Silicon wafers are widely used as a substrate material for semiconductor devices. Silicon wafers are manufactured by sequentially applying processes such as outer periphery grinding, slicing, lapping, etching, double-side polishing, single-side polishing, cleaning, etc., to a silicon single crystal ingot. Among the above processes, the single-side polishing process is a process required in order to remove unevenness or waviness of the wafer surface and thus to enhance flatness, in which mirror finishing by CMP (Chemical Mechanical Polishing) method is performed.
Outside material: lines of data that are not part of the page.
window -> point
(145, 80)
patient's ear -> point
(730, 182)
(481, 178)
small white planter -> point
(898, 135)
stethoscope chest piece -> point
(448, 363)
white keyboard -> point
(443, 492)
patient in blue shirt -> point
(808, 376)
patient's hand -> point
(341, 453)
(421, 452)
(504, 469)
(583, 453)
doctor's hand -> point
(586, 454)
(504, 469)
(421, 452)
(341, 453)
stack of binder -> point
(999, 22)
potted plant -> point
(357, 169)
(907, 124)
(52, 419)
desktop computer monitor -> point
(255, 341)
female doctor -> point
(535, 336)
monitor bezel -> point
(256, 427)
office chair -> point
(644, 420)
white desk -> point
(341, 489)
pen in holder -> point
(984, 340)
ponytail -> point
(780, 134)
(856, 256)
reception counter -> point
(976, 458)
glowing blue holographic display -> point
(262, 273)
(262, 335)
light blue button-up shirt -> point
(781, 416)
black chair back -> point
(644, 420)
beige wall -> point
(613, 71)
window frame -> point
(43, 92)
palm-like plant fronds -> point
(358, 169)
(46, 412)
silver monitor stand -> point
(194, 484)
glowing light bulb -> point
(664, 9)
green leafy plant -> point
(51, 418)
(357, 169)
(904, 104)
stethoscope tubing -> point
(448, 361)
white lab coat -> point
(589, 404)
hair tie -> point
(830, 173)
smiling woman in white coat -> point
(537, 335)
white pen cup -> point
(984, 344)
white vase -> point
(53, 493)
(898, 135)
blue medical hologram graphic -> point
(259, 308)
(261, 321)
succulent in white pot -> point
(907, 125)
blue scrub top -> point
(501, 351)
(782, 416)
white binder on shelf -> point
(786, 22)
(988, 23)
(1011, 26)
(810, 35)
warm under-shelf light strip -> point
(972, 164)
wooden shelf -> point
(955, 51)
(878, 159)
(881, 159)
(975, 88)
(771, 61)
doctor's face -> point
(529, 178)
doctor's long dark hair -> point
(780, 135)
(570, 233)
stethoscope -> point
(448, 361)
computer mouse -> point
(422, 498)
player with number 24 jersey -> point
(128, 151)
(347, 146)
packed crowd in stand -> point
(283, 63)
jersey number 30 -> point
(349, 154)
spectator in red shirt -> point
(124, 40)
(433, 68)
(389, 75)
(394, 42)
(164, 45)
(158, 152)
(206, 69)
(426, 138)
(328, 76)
Typically, in the single-side polishing process for a silicon wafer, a single wafer polishing apparatus (CMP apparatus) is used. The wafer polishing apparatus includes a rotating platen to which a polishing cloth is affixed and a pressurizing head that holds a wafer on the rotating platen while pressing the wafer. The apparatus polishes one side of the wafer by rotating the rotating platen and pressurizing head while feeding slurry.
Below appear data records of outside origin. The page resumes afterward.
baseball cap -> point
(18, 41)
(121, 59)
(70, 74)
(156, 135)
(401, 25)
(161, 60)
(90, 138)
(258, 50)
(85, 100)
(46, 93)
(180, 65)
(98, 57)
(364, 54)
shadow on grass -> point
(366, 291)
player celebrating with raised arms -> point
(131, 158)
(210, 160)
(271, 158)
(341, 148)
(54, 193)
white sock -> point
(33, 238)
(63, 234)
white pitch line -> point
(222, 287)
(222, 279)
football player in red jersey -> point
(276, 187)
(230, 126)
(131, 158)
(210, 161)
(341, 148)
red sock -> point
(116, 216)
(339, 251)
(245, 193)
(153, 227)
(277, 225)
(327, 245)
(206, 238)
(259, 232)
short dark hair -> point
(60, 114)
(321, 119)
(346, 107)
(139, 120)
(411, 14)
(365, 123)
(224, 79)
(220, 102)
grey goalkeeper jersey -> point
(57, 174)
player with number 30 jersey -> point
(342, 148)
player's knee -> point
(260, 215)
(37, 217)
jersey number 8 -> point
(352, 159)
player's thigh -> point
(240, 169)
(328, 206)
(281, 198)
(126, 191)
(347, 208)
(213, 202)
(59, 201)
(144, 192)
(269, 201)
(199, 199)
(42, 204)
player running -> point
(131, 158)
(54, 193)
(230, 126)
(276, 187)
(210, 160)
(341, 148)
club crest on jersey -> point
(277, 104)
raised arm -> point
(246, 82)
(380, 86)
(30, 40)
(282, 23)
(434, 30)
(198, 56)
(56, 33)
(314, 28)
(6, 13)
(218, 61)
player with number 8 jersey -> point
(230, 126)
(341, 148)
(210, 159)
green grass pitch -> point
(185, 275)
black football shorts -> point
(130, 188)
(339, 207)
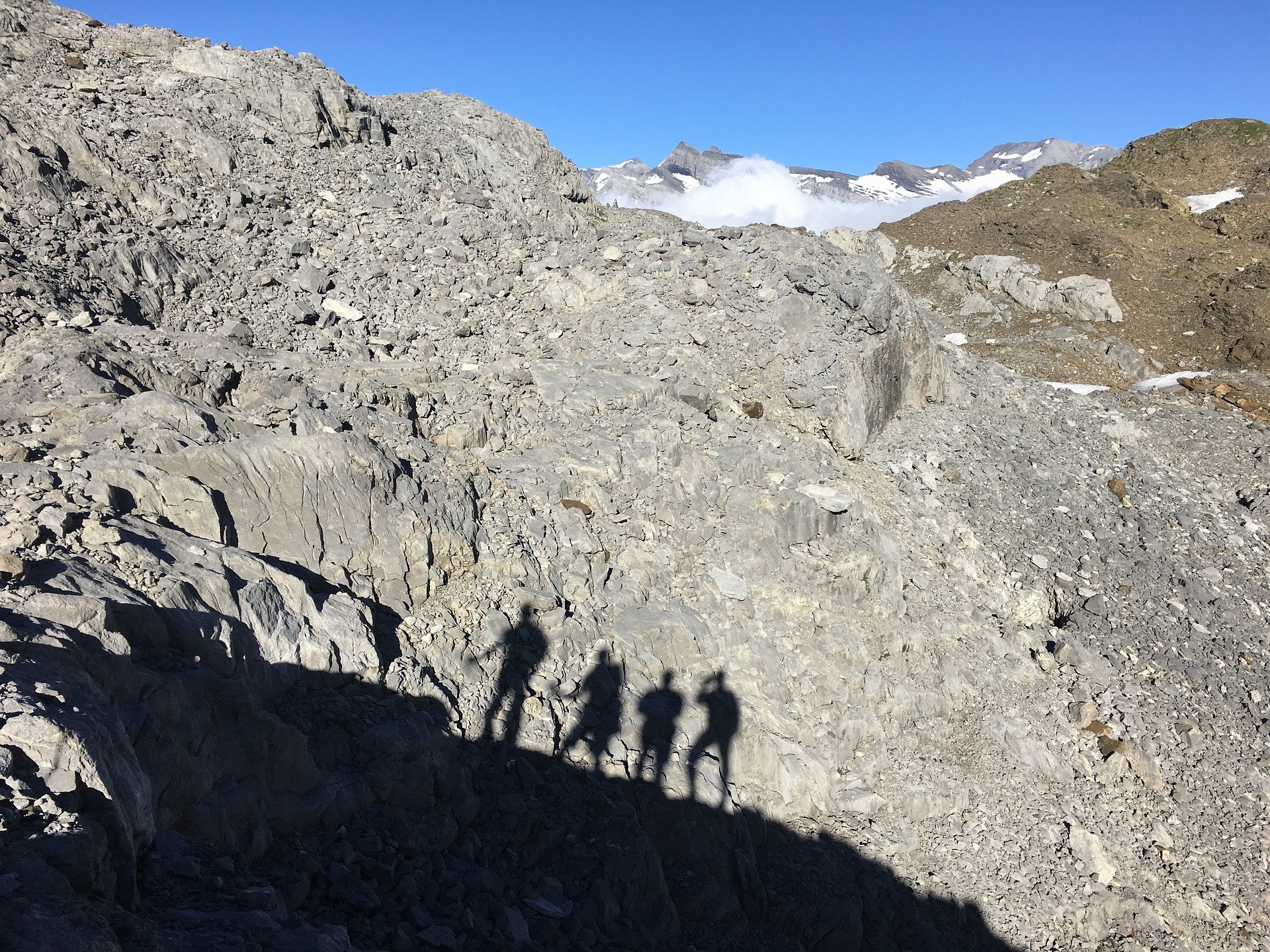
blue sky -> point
(839, 85)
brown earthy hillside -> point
(1193, 287)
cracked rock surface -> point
(402, 551)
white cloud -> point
(757, 190)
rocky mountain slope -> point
(404, 551)
(686, 168)
(1179, 226)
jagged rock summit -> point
(686, 168)
(403, 551)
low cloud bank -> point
(757, 190)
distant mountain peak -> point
(892, 182)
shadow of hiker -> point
(723, 717)
(661, 710)
(601, 714)
(524, 649)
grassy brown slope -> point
(1129, 223)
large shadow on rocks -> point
(388, 832)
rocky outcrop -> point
(1079, 298)
(403, 551)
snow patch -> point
(1167, 381)
(1082, 389)
(1206, 204)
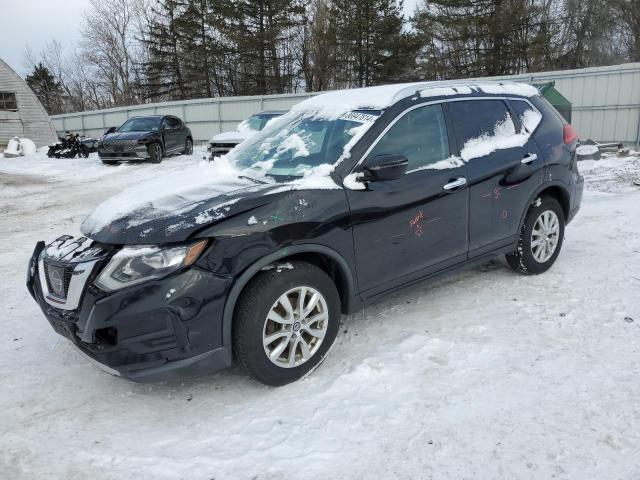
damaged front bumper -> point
(146, 332)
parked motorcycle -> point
(72, 145)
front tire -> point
(155, 152)
(285, 323)
(540, 238)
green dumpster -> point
(555, 98)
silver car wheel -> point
(295, 327)
(545, 236)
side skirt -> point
(460, 267)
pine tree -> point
(372, 47)
(165, 78)
(47, 89)
(474, 38)
(260, 32)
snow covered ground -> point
(484, 375)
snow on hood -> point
(171, 208)
(166, 197)
(233, 136)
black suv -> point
(145, 138)
(348, 197)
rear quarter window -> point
(474, 119)
(549, 132)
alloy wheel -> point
(295, 327)
(545, 236)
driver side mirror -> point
(383, 168)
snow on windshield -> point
(296, 144)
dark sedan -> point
(145, 138)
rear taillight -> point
(569, 134)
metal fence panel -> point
(606, 106)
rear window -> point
(8, 101)
(477, 118)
For example, as a technique for improving wafer machining accuracy, Patent Document 1 describes a method including measuring the temperature of a polishing cloth affixed onto the upper surface of a polishing rotating platen during machining by using a radiation thermometer and controlling the temperature of the polishing rotating platen to a constant temperature by supplying cooling water to a water-cooled jacket or shutting off the supply so that the temperature of the polishing cloth is kept constant. Further, Patent Document 2 describes a semiconductor wafer mirror polishing apparatus in which a measurement head of an eddy current displacement sensor that measures the displacement of a rotating platen in a non-contact manner is provided from the radial center of the rotating platen to the outer peripheral portion thereof. A method using the measurement head of the eddy current displacement sensor is advantageous over a method that estimates a change in the shape of the rotating platen from a temperature change calculated by measuring the temperature on a polishing pad using a radiation thermometer or by measuring the temperature of collected polishing solution in that there occurs no delay in measurement results and that the shape change of the rotating platen can be measured accurately.
Further, Patent Document 3 describes a polishing method that polishes an object to be machined while rotating a table provided with a polishing cloth by a motor. In this method, a torque current value for the motor during polishing is obtained for each section in accordance with a polishing process, and a polishing time for the object to be machined is determined based on a multiple regression formula in which the torque current value for each section is set as an explanatory variable. Further, Patent Document 4 describes a polishing method that determines a polishing end point of an object to be machined, such as a silicon substrate, based on an integrated value of drive current for rotating a rotating platen for polishing the object to be machined so as to detect the polishing end point reliably and speedily.